The pillow stank with urine
he no longer could control.
I raised his head, pushed
the dropper between his lips
to feed him, pinched the bulb.

“If you’re going to vomit,
there’s nothing I can do,”
I said, and squirted water
on his mouth to wash it.
He collapsed, barely breathing.

“Looks like you won’t be here
tomorrow when I wake up.
Good luck wherever you go.”
The pupils of his eyes
swelled to an empty black.



Full Moon Kittens


Full moon kittens
ambush gallop wrestle
all night long.
My flashlight finds
the dark of their eyes
swollen and wild.

I went to sleep
reading of space-probes
and rocks from the moon.
These furry furies
know its white light
is best for hunting.

I dream the she-kitten
has five eyes
and the boys three.
Two-eyed kittens
gallop my legs
and I yell, “Stop!”

While King’s Peak yellows
I stir and find
the three curled together,
trying to nurse
off each other,
all purring loudly.



A Cabin in the Woods


I started like a spider, stretching string
between trees and measuring distances.

I bought wood, nails, glass, and spent the summer
cutting and assembling the pieces
until I was enclosed by surfaces,
standing on a floor and closing doors.

Neighbors across the canyon heard me pounding,
shouting complex curses at a smashed thumb,
boards that fell before I could nail them in place,
and other tragedies of carpentry.

The day I moved in, it started pouring.
I hurried to town to buy plastic
big enough to cover the roof decking.
My first night at home was cold and damp.

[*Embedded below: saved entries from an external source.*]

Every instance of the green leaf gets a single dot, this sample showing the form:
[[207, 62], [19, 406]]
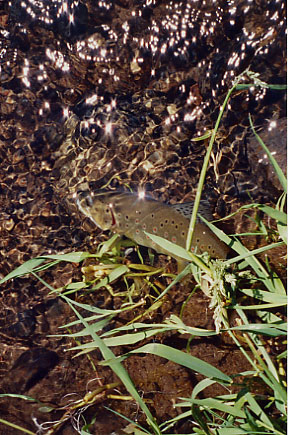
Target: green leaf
[[25, 268]]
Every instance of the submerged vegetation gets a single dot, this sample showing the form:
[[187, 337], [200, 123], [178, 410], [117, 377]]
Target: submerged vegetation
[[242, 284]]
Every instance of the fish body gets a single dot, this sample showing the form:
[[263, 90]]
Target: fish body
[[131, 215]]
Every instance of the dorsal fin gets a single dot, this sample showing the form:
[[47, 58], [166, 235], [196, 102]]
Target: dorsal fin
[[186, 208]]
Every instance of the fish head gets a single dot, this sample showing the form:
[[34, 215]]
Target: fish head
[[98, 207]]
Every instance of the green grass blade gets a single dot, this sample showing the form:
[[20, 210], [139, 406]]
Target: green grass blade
[[118, 369]]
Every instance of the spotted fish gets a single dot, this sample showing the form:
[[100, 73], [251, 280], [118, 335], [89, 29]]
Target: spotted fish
[[129, 214]]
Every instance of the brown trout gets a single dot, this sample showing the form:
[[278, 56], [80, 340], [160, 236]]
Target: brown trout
[[130, 214]]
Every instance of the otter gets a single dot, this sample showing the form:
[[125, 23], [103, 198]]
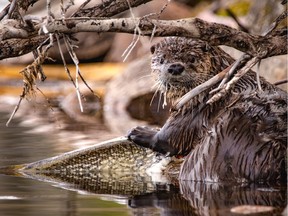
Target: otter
[[240, 138]]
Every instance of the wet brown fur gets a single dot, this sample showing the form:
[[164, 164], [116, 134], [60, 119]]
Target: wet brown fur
[[242, 137]]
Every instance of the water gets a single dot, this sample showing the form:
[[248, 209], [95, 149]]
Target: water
[[22, 143]]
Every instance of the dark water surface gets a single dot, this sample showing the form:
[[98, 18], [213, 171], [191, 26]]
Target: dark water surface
[[24, 196]]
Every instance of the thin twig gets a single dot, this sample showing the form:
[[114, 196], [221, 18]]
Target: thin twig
[[274, 25], [76, 62], [12, 8], [232, 82], [258, 76], [231, 72], [16, 107], [64, 61], [4, 12], [137, 33], [234, 17], [81, 7], [202, 87], [281, 82]]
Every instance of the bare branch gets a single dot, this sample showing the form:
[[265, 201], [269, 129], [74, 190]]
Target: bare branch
[[202, 87], [109, 8], [232, 82], [214, 33]]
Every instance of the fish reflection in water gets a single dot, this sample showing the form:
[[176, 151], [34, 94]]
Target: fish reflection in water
[[170, 197], [177, 198]]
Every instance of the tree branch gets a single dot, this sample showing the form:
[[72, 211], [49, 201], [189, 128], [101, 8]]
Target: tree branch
[[214, 33]]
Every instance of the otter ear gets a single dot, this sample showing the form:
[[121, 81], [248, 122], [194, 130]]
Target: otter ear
[[152, 49]]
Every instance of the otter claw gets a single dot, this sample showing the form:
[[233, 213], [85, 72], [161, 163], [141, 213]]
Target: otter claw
[[142, 136]]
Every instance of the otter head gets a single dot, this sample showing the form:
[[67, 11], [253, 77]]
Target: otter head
[[180, 64]]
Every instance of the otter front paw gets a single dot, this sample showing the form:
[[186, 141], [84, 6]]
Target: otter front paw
[[142, 136]]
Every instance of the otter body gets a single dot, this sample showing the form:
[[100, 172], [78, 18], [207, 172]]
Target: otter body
[[240, 138]]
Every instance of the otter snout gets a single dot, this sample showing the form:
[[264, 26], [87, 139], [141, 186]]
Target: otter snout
[[176, 69]]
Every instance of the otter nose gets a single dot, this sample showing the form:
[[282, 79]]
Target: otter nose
[[176, 69]]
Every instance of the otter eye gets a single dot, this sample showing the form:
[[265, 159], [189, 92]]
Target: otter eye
[[152, 49], [191, 59], [205, 48], [162, 59]]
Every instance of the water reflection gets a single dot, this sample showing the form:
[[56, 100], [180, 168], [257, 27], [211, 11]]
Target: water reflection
[[89, 195]]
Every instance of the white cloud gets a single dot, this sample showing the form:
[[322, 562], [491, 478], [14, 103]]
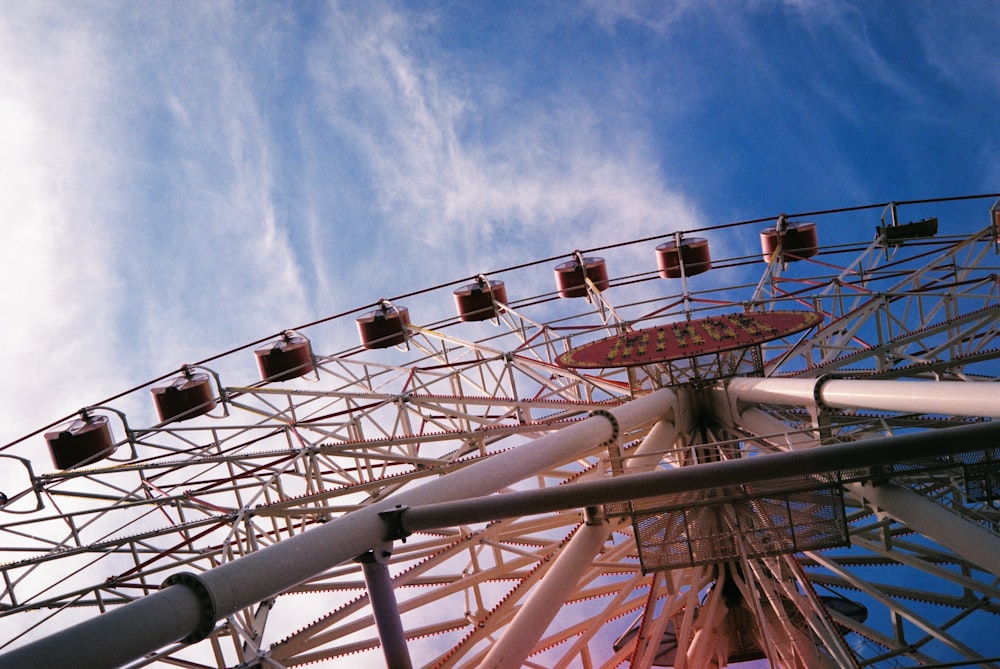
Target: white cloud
[[57, 260], [468, 174]]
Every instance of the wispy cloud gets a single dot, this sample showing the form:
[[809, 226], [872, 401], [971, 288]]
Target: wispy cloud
[[469, 174]]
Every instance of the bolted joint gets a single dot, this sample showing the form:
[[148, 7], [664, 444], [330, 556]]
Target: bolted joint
[[393, 521], [615, 429], [206, 622]]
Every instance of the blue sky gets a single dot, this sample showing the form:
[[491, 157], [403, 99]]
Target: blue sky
[[177, 178]]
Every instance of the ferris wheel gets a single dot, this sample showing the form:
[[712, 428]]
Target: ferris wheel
[[781, 458]]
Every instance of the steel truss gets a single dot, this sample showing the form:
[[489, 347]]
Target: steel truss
[[463, 410]]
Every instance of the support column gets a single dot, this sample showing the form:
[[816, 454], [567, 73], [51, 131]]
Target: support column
[[937, 397], [545, 600], [383, 601]]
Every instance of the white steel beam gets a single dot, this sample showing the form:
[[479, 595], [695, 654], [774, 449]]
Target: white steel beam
[[531, 621], [189, 606], [935, 397]]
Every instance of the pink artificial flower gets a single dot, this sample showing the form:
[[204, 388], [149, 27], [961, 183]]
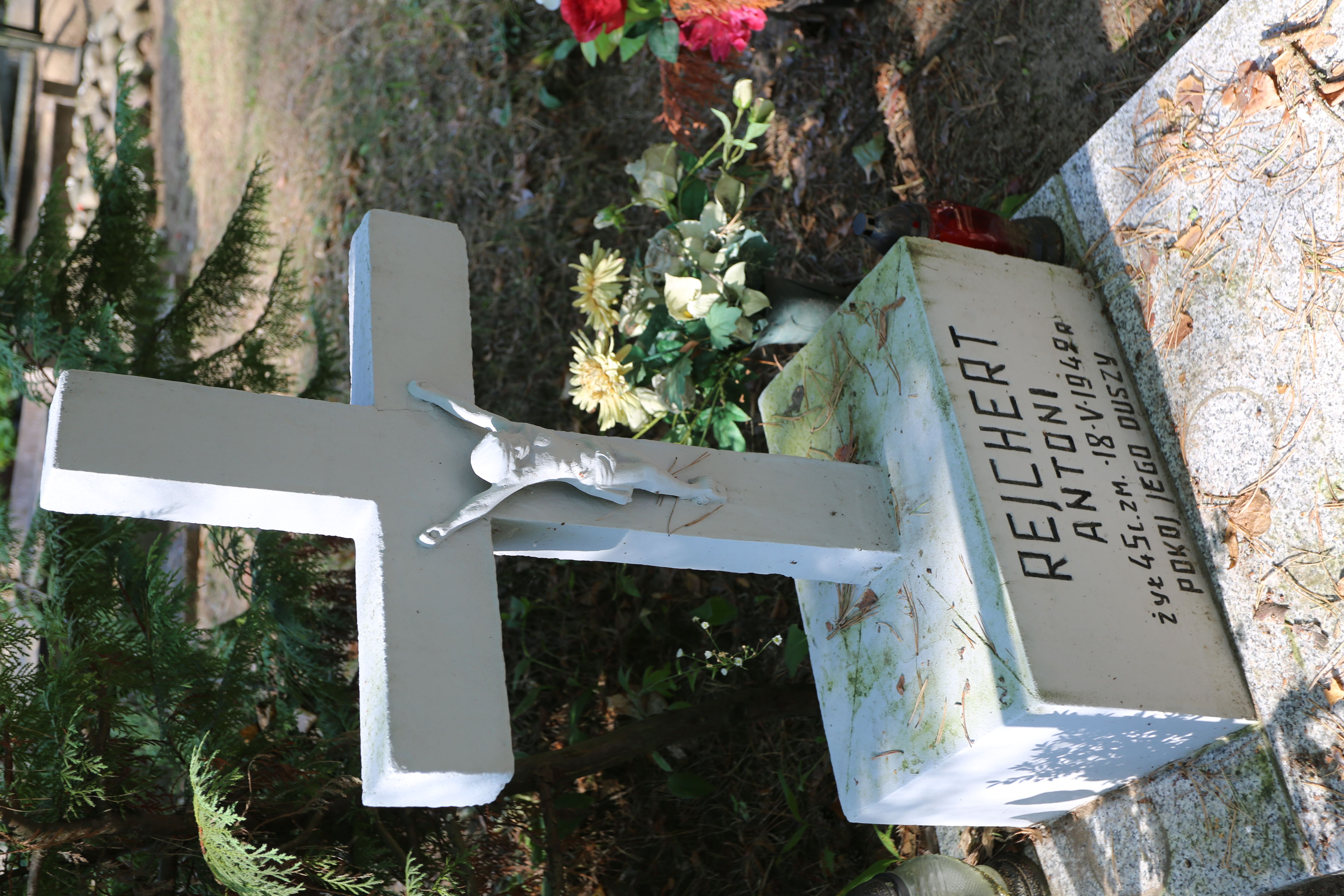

When summer’s normal hot and dry returned,
I nailed tarpaper and roll roofing on the roof,
struggled with the mysteries of plumbing,
nailed on the rest of the inside walls.

Like Thoreau, I kept track of every dollar.
Three thousand, one hundred, ninety one, so far.



Not a Dead Mouse Poem


Moving a dresser in my
half-done house, I met
the mouse who’s been munching
my bread and granola,
in the bottom drawer.

She was curled in a nest
of fiberglass insulation;
her three furry infants
dangled from her nipples
when she dashed away from light.

In my mind were poems
about mother mice in drawers
leaving or eating their babies.
I tried to catch them all
but the mother ran away,
across the floor out a hole,

I put the now squealing
blind ones in a pan
under the house with cheese
to tempt the mother back.

I heard her come and go,
went outside to look.
She jumped out of the pan,
empty except for cheese.
She’d already moved the babies
and was coming back for a meal.



A Nineteenth Century Art Dealer


He considers its value, the art dealer
who now owns Adelaide Labille-Guiard’s
portrait of the actor Dublin-Tornelle.

He doesn’t care that this woman belonged
to the French Academy, that to join
she had to prove to the jurors that she,
and not some man, had painted her pictures,
by doing portraits of them while they watched.

He doesn’t care about her future fame.
The portrait is well-done, could easily
be mistaken for the work of David,
if he chipped off her name and added his.

Both painters are dead, no one will know,
and this way he can get a better price.